« Nos supplices, dans ce cachot infernal, sont de deux sortes : ce que nous avons perdu et ce que nous subissons. De celle-ci et de ses différents points, je parlerai ensuite. D'abord, ce que nous avons perdu :
« Dans ce triste et sombre séjour de misère et de chagrin, nous avons perdu la présence de Dieu à jamais béni. Et c'est ce qui fait de ce séjour l'enfer. Aurions-nous perdu mille mondes, ce ne serait pas autant que cette seule perte. Si le moindre rayon de Sa grâce pouvait entrer ici, nous pourrions être heureux : mais nous l'avons perdue pour notre malheur éternel ».
« De même ici, nous avons perdu la compagnie des saints et des anges ; et à leur place, nous n'avons rien, sauf les démons qui nous tourmentent ».
« Ici, nous avons aussi perdu le ciel, le siège de la bénédiction. Il y a un profond abîme entre nous et le ciel de sorte que nous en sommes exclus pour toujours. Ces portes éternelles qui introduisent le racheté dans la joie sont maintenant et pour toujours fermées pour nous ».
« Pour que notre misère soit rendue encore plus douloureuse nous avons perdu l'espoir de jamais parvenir à une situation meilleure, ce qui rend notre condition vraiment sans espérance. Le plus misérable sur la terre garde cependant un espoir en réserve, et c'est pourquoi un proverbe populaire dit que s'il n'avait pas d'espoir, le cœur se briserait. Nos cœurs pourraient bien se briser depuis que nous sommes ici à la fois sans espoirs et sans secours.
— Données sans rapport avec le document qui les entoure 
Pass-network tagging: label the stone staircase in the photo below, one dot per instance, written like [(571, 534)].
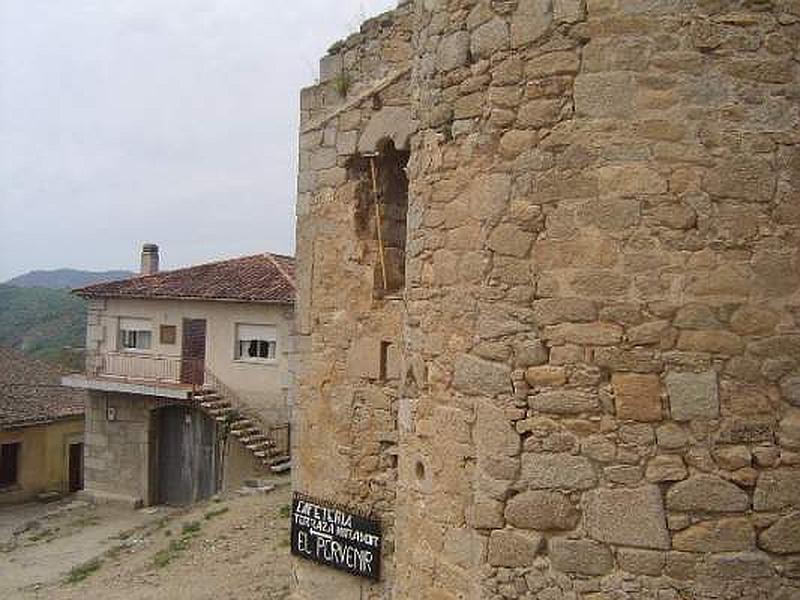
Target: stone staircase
[(248, 429)]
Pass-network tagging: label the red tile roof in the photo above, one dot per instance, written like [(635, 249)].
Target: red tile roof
[(263, 278), (31, 394)]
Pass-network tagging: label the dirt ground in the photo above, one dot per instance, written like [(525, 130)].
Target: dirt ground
[(236, 546)]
C'est ce que nous avons perdu qui est assez grand, quand on y pense, pour déchirer, lacérer et ronger nos misérables âmes à jamais. Pourtant, oh ! si c'était tout ! Mais nous avons la perception de la douleur aussi bien que de la perte. Et maintenant que je t'ai montré ce que nous avons perdu, je vais te montrer ce que nous subissons. »
« En premier lieu, nous subissons une grande variété de tourments ; nous sommes tourmentés de mille façons. Ceux qui ont été affligés sur la terre ont souffert rarement de plus d'un mal à la fois. Mais s'ils avaient eu en même temps la peste, la goutte, la pierre et la fièvre, combien Ils se trouveraient malheureux ! Cependant, tout cela n'est que la piqûre d'une puce en comparaison de ces douleurs poignantes et intolérables que nous endurons. Ici, toutes les variétés odieuses de l'enfer se trouvent aux prises avec nous : le feu inextinguible pour nous brûler, un lac de soufre en fusion pour nous faire suffoquer, des chaînes éternelles pour nous lier ; là, des ténèbres extrêmes pour nous effrayer et un ver de conscience qui nous ronge éternellement. Un seul d'entre eux est plus pénible à supporter que tous les tourments que l'humanité a jamais eu à subir sur la terre.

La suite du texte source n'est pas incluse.